Fiera: Deep Learning on the Edge


Binarised Neural Networks will play a huge role in bringing AI to the edge devices. Fiera aims to be user-friendly and highly optimized binary neural network framework for studying and implementing BNNs.

Features

  • Binarize both inputs and weights. Currenly we support binarization of both inputs and weights but later we want to give user flexibility to choose.
  • Supports both forward and backward propogation. Most of the frameworks present today are only inference based which cannot leverage benefits of research focused on training strategies to increase accuracy and training speed of BNNs specifically.
  • Use C++ or either will use libraries of C++ which will prevent from slow function calls of high level languages and also allow to write assembly level optimizations.
  • Solely built on C++ that can benefit from machine level optimizations.
  • Currenly we are only binarizing Convolution layers but later we will also allow to binarize Fully Connected(FC) layers if user want.
  • We provide support for binarization of both fc and conv layers.

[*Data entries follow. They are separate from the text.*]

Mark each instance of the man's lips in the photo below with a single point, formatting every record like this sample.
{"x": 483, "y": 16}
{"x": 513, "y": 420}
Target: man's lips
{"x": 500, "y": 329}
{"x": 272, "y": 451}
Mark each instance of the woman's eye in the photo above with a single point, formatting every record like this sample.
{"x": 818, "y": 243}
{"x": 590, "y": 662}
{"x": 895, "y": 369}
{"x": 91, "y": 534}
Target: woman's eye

Note: Our current version is providing PROOF OF CONCEPT of training and inference of Binary Neural Networks. We have provided guidelines to test it yourself on MNIST.

Binarization

Input image and weights are both float initially. Both images and weights are binarized using sign function. Binarized inputs and weights are channel-wise packed into int64. That's why we currently need channels to be multiple of 64. Apply normal convolution operation but instead of multiplying input and weights, use xnor operation. Take 2*p-n where p is result of previous step and n is size of input.

Usage

To test framework on MNIST dataset.


git clone https://github.com/xyzunreal/Fiera
cd Fiera/binary_cnn/Example\ MNIST/full_test
g++ --std=c++11 -o mnist MNIST.cpp
./mnist

You can train model yourself by changing in MNIST.cpp

Todo

Speed and Accuracy:

  • Replace simple convolutions with im2col convolutions. Later we will also consider using Winograd and FFTs.
  • Leverage CPU cache properly by using proper memory layout for tensors.
  • Use shift-based batch normalization.
  • Flexible channel Support - We currently support layers with 64 channels only which works fine for many new architectures where we have multiples of 64 as number of channels. This makes packing bits channelwise possible in int64. But to make it more generalized, add padding of zeroes to make incoming channels multiple of 64 and change 2p-n formula accordingly.

DevOps:

  • Unit Tests and Integration Tests (using GoogleTest)
  • CMake
  • Logging (glog)
  • Continous Integration

Features and Design:

  • Provide Cuda support.
  • Use callbacks wherever possible to make framework more flexible to implement new modules.
  • Implement autograd. Binarized layers will still use Straight Through Estimator.
  • Implement different weight initializers, loss functions, optimizers etc.
  • ONNX support to increase interoperability between Fiera and other frameworks.
  • Allow users to download Datasets and Trained models from fiera.io. Provide pretrained models of high speed models like MobileNet, Squeezenet first.
  • Add Documentation on Fiera.io and improve Github Documentation .

Later Down the Road

  • Other Quantization levels (2-bit, 4-bit, 8-bit).
  • Other techniques for network compression like Network Pruning.

Support

Join chat at Gitter

Why Fiera?

Fiera means 'Wild Beast' in Spanish. It reflects Swifness, Agility and Robustness of Fiera.